On February 2, 2009, ModusLink Corporation entered into a Severance Agreement and General Release with Mr. Smith, President, Sales and Marketing of ModusLink Corporation, effective February 6, 2009. Subject to the terms of that agreement, Mr. Smith could receive his base salary of $400,000 paid out over a twelve-month period following his last day of employment on February 6, 2009.

Director Compensation

The table below sets forth certain information concerning our fiscal 2009 compensation of our Directors. The amounts shown in the Option Awards column below represents the accounting expense that we recognized under FASB 123(R) during fiscal 2009 for awards from prior years and fiscal 2009, not the actual amounts paid to or realized by our Directors during fiscal 2009. The FASB 123(R) amount as of the grant date for stock options is generally spread over the number of months of service required for the grant to vest. The amount disclosed disregards estimates of forfeitures of awards that are otherwise included in our financial statement reporting for such awards.
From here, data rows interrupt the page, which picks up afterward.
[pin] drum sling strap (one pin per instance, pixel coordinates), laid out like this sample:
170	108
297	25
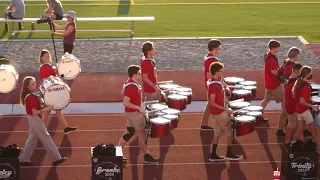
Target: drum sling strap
233	126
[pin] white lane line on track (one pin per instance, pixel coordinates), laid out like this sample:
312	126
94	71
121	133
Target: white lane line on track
168	164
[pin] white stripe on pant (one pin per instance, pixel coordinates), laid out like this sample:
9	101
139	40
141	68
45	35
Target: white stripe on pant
37	130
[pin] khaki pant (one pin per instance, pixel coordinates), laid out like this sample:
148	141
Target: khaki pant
135	120
221	124
205	115
276	94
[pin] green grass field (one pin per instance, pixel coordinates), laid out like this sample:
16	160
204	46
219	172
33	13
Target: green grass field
193	20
There can be no assurance that the FASB 123(R) amounts listed below will ever be realized by our Directors.

DIRECTOR COMPENSATION FOR FISCAL 2009

 

Name

   Fees
Earned or
Paid in
Cash ($)
   Stock
Awards
($)
   Option Awards
($)(1)
    Non-Equity
Incentive
Plan
Compensation
($)
   Change in
Pension Value
and Nonqualified
Deferred
Compensation
Earnings
($)
   All Other
Compensation
($)
   Total
($)

Anthony J. Bay

   81,000    n/a    14,454 (2)    n/a    n/a    n/a    95,454

Virginia G. Breen

   80,000    n/a    13,429 (3)    n/a    n/a    n/a    93,429

Thomas H. Johnson

   71,500    n/a    51,155 (4)    n/a    n/a    n/a    122,655

Francis J. Jules

   92,000    n/a    13,429 (5)    n/a    n/a    n/a    105,429

Edward E. Lucente

   69,000    n/a    51,155 (6)    n/a    n/a    n/a    120,155

Michael J. Mardy

   84,000    n/a    13,429 (7)    n/a    n/a    n/a    97,429

 

(1) Options granted upon a Director’s initial election to the Board of Directors vest ratably on a monthly basis over three years and options granted thereafter, annually on the date of the annual meeting of stockholders, vest ratably on a monthly basis over a three year period, provided that the Director continues to serve as a member of our Board. For options granted prior to August 1, 2005, the fair value for these options was estimated as of the date of grant using a Black-Scholes option-pricing model. For stock options granted on or after August 1, 2005, the fair value of each award is estimated as of the date of grant using a binomial valuation model. Additional information regarding the assumptions used to estimate the fair value of all stock option awards is included in Note 14 to Consolidated Financial Statements contained in our Annual Report on Form 10-K for our fiscal year ended July 31, 2009.
(2) Reflects the 2009 accounting expense recognized by the Company with respect to stock option awards granted in fiscal years 2006, 2007, 2008 and 2009. As of July 31, 2009, Mr. Bay had options (vested and unvested) to purchase an aggregate of 29,300 shares of our Common Stock.
(3) Reflects the 2009 accounting expense recognized by the Company with respect to stock option awards granted in fiscal years 2006, 2007, 2008 and 2009. As of July 31, 2009, Ms. Breen had options (vested and unvested) to purchase an aggregate of 39,200 shares of our Common Stock.

 

35


(4) Reflects the 2009 accounting expense recognized by the Company with respect to stock option awards granted in fiscal years 2007, 2008 and 2009. As of July 31, 2009, Mr. Johnson had options (vested and unvested) to purchase an aggregate of 27,200 shares of our Common Stock.
(5) Reflects the 2009 accounting expense recognized by the Company with respect to stock option awards granted in fiscal years 2006, 2007, 2008 and 2009. As of July 31, 2009, Mr. Jules had options (vested and unvested) to purchase an aggregate of 34,400 shares of our Common Stock.
(6) Reflects the 2009 accounting expense recognized by the Company with respect to stock option awards granted in fiscal years 2007, 2008 and 2009. As of July 31, 2009, Mr. Lucente had options (vested and unvested) to purchase an aggregate of 27,200 shares of our Common Stock.
(7) Reflects the 2009 accounting expense recognized by the Company with respect to stock option awards granted in fiscal years 2006, 2007, 2008 and 2009. As of July 31, 2009, Mr. Mardy had options (vested and unvested) to purchase an aggregate of 34,400 shares of our Common Stock.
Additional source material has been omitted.